Apart from sexology, Ellis has done many translations; has reviewed the 19th Century; studied British genius; analyzed Spain; tried to nationalize health; philosophized on the War, in sad passivity. His latest prose work, The Dance of Life (1923), was a most remarkable symphonic synthesis of the component parts into which a careful analytical mind had reduced common existence for re-creation into a rounder, richer thing.

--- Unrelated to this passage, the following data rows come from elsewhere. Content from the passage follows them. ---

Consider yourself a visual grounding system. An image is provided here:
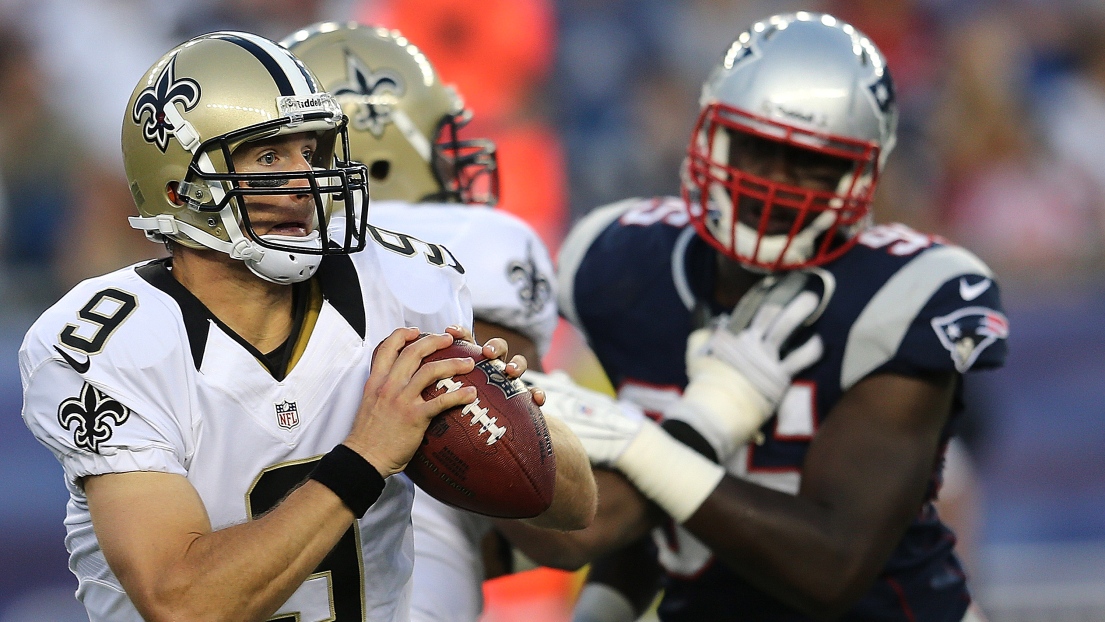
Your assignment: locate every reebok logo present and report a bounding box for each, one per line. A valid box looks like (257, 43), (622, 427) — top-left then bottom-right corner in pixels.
(959, 276), (993, 302)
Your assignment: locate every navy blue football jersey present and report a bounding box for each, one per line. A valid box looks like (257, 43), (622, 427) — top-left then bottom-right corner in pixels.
(559, 198), (1009, 622)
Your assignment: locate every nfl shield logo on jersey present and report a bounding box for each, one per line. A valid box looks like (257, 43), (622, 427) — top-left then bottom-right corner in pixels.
(273, 400), (299, 430)
(933, 307), (1009, 373)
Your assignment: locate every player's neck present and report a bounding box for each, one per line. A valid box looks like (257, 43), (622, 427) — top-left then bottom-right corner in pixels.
(172, 246), (293, 352)
(714, 253), (764, 309)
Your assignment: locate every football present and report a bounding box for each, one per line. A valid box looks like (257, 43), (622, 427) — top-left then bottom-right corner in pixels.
(406, 339), (556, 518)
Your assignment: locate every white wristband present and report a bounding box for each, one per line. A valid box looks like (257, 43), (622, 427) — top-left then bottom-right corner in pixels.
(614, 420), (725, 523)
(664, 357), (775, 464)
(571, 583), (636, 622)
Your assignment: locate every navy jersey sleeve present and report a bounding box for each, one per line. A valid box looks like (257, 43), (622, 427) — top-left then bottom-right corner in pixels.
(841, 245), (1009, 390)
(886, 274), (1009, 372)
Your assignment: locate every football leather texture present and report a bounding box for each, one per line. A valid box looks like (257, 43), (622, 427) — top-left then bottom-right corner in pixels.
(406, 339), (556, 518)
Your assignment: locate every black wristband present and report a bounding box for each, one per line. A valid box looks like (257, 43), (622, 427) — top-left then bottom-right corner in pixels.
(311, 445), (385, 518)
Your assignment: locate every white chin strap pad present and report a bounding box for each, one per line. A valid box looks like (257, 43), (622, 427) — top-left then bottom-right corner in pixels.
(230, 231), (323, 285)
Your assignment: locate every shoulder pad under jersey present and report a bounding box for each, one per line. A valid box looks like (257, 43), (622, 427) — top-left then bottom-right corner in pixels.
(557, 197), (694, 329)
(19, 266), (194, 484)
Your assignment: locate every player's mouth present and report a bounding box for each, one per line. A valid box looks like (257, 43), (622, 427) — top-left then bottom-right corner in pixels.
(264, 220), (311, 238)
(737, 196), (809, 235)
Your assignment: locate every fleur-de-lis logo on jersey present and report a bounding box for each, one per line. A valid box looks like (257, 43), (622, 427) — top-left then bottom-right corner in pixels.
(57, 382), (130, 453)
(333, 50), (407, 137)
(130, 56), (200, 154)
(506, 242), (553, 316)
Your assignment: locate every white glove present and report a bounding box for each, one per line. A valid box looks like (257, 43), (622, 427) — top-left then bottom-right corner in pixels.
(664, 273), (824, 464)
(522, 370), (646, 467)
(522, 370), (725, 523)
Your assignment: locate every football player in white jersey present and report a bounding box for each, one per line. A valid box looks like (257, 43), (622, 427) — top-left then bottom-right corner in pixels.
(20, 32), (593, 622)
(284, 23), (614, 622)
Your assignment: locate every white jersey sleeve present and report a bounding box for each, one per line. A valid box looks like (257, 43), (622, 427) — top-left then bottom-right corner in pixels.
(369, 201), (557, 355)
(19, 268), (192, 486)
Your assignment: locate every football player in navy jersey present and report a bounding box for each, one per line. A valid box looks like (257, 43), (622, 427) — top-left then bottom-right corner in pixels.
(19, 32), (594, 622)
(512, 12), (1009, 622)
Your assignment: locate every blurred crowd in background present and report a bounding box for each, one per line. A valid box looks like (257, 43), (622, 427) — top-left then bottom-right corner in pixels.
(0, 0), (1105, 622)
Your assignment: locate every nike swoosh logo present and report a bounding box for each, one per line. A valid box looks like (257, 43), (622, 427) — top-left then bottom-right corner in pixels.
(54, 346), (92, 373)
(959, 277), (993, 302)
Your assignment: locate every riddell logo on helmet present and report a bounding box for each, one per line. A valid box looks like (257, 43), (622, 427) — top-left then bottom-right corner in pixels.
(764, 102), (828, 126)
(276, 93), (340, 116)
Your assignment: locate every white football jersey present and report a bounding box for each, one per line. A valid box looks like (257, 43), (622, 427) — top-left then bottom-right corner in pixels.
(19, 237), (472, 622)
(368, 201), (558, 622)
(368, 201), (558, 356)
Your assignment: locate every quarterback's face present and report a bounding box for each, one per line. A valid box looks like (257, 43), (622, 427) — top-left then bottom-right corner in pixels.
(233, 134), (318, 236)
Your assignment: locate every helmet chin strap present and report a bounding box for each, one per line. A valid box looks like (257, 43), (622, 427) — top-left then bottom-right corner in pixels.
(215, 205), (323, 285)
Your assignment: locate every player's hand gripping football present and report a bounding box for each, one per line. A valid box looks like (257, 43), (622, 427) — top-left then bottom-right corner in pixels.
(344, 327), (530, 477)
(664, 271), (823, 464)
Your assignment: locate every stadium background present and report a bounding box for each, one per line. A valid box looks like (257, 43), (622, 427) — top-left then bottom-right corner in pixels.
(0, 0), (1105, 622)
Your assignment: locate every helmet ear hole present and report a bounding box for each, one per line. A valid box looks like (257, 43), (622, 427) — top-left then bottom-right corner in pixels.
(368, 160), (391, 181)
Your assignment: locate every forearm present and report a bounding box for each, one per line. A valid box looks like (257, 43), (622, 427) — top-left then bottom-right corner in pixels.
(527, 418), (598, 531)
(684, 477), (875, 618)
(495, 470), (663, 570)
(165, 479), (354, 620)
(90, 474), (352, 621)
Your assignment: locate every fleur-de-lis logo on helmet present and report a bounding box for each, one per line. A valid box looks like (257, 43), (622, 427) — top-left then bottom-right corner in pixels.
(57, 382), (130, 453)
(130, 56), (200, 154)
(506, 243), (553, 316)
(333, 50), (407, 137)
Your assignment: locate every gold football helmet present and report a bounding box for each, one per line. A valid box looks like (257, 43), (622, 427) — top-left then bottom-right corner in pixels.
(282, 22), (498, 204)
(123, 32), (368, 283)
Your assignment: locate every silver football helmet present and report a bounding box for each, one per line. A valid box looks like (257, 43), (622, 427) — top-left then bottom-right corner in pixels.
(123, 32), (368, 283)
(683, 12), (897, 271)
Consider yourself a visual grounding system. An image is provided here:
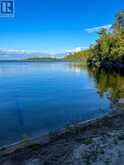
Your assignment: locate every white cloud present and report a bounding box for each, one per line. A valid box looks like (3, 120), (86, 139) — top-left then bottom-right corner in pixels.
(85, 24), (112, 33)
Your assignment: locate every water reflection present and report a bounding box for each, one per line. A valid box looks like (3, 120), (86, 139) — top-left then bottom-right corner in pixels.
(0, 62), (110, 145)
(68, 64), (124, 103)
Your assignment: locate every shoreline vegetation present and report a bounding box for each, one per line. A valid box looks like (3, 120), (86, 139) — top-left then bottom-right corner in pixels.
(18, 50), (89, 62)
(0, 111), (124, 165)
(0, 11), (124, 165)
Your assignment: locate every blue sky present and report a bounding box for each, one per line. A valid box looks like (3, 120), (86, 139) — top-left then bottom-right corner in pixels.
(0, 0), (124, 52)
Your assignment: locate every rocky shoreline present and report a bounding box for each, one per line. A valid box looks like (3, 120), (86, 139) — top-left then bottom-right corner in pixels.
(0, 111), (124, 165)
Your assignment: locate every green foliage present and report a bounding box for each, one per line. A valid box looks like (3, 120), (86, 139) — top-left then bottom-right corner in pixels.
(87, 11), (124, 67)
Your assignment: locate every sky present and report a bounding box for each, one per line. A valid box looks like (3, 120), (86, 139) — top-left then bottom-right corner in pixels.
(0, 0), (124, 52)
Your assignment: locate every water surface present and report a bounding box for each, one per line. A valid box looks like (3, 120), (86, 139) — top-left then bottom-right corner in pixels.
(0, 62), (115, 145)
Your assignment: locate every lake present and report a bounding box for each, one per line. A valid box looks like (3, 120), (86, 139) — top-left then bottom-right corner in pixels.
(0, 62), (120, 145)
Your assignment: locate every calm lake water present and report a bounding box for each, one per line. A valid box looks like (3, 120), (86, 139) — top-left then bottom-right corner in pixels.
(0, 62), (120, 145)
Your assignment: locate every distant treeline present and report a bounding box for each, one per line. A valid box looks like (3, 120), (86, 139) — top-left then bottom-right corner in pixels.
(21, 50), (89, 61)
(88, 11), (124, 69)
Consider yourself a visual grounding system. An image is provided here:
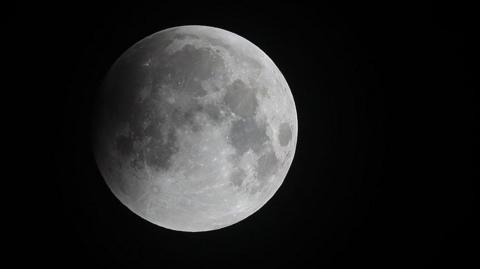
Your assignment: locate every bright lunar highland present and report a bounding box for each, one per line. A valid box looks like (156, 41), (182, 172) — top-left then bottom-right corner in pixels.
(93, 26), (298, 232)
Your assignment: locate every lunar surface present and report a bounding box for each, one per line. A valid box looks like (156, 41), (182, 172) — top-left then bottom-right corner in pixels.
(93, 26), (298, 232)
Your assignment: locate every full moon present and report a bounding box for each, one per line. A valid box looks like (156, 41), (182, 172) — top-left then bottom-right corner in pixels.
(93, 26), (298, 232)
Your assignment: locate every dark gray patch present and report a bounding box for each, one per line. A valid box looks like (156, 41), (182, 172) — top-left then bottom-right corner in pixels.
(115, 135), (133, 156)
(230, 168), (247, 187)
(153, 45), (225, 97)
(224, 79), (258, 118)
(202, 104), (221, 122)
(257, 150), (278, 181)
(145, 129), (178, 169)
(278, 122), (292, 146)
(229, 118), (268, 154)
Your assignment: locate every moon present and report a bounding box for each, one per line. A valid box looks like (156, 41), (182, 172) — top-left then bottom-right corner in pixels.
(93, 25), (298, 232)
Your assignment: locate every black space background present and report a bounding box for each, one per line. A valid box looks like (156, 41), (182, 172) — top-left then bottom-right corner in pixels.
(2, 1), (478, 268)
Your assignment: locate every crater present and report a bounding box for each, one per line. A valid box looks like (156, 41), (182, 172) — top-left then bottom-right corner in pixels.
(115, 135), (133, 156)
(278, 122), (292, 147)
(256, 150), (279, 181)
(224, 79), (258, 118)
(228, 118), (268, 155)
(230, 168), (247, 187)
(144, 129), (178, 170)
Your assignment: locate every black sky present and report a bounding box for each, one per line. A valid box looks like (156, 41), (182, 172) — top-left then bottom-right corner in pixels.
(2, 1), (478, 268)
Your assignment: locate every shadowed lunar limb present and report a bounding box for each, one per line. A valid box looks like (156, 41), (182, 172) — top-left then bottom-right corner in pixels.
(94, 26), (297, 232)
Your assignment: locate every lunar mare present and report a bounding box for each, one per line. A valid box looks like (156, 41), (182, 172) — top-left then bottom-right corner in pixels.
(93, 26), (298, 232)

The Author. Isaac Goldberg is an American Jew in his late thirties. He was educated in Boston public schools and at Harvard, where his interests were divided between music and literature. He has "written reams of music since his twelfth year"--is now working on a comic opera in the manner of Gilbert and Sullivan. His degrees of M.A. and Ph.D. are for research in romance philology. He constitutes something of a pundit on Yiddish and Latin-American literatures, having served the Haldeman-Julius Co. ("Little Blue Books"--Girard, Kan.) in that capacity. Last year he published an exhaustive book on Editor H. L. Mencken of the American Mercury, for whom he has great admiration.

Sane Manual

HYGIENE OF SEX--Max von Gruber, M. D.--Williams & Wilkins ($1.50). The publishers set forth two excellent reasons for bringing this German monograph before the U. S. public: the strong recommendation of eminent U. S. health authorities, and the reception of the book in Europe by scientific men and a public of 300,000. Family physicians testify to the need for a simple, direct, complete presentation of knowledge that they wish all their patients might possess. They pronounce Dr. von Gruber's work the best they have yet seen, especially for its lack of "moral poultice." "Certain portions" of the original are omitted--doubtless descriptive discussion of contraception--but the major portions stand unaltered--a sane, graphic, unequivocal manual of humanity's most vital mechanism.

Gusto

THE ROMANY STAIN--Christopher Morley -- Doubleday, Page ($2.50). Discriminating thousands will swarm for this book even when they learn that its title (lifted from a wine-list) does not herald another bewitched web of significant impalpabilities like Where the Blue Begins and Thunder on the Left. It contains, besides much of the author's best deliveries down his "Bowling Green" in the Saturday Review, dozens of fresh essays written in and about England, France and the ships that go there, the people that live and lie there, the disturbing beauty of small moments and homely things, touched, seen, translated there. When Morley writes "out in the open" like this, you perceive the voluble gusto that sleeps during his delicate imaginative work. You see a big-boned man with quick eyes and a strong stomach starting up from his dreams to use his muscles, quaff wine, pound a friend's back, shake with laughter, boil over with sentiment, booklore and puns--and then subside suddenly, beholding a sea gull poised at his porthole, hearing a skylark's "wiry tinkle" high up in a summer afternoon.

*HAVELOCK ELLIS--Isaac Goldberg--Simon & Schuster ($4).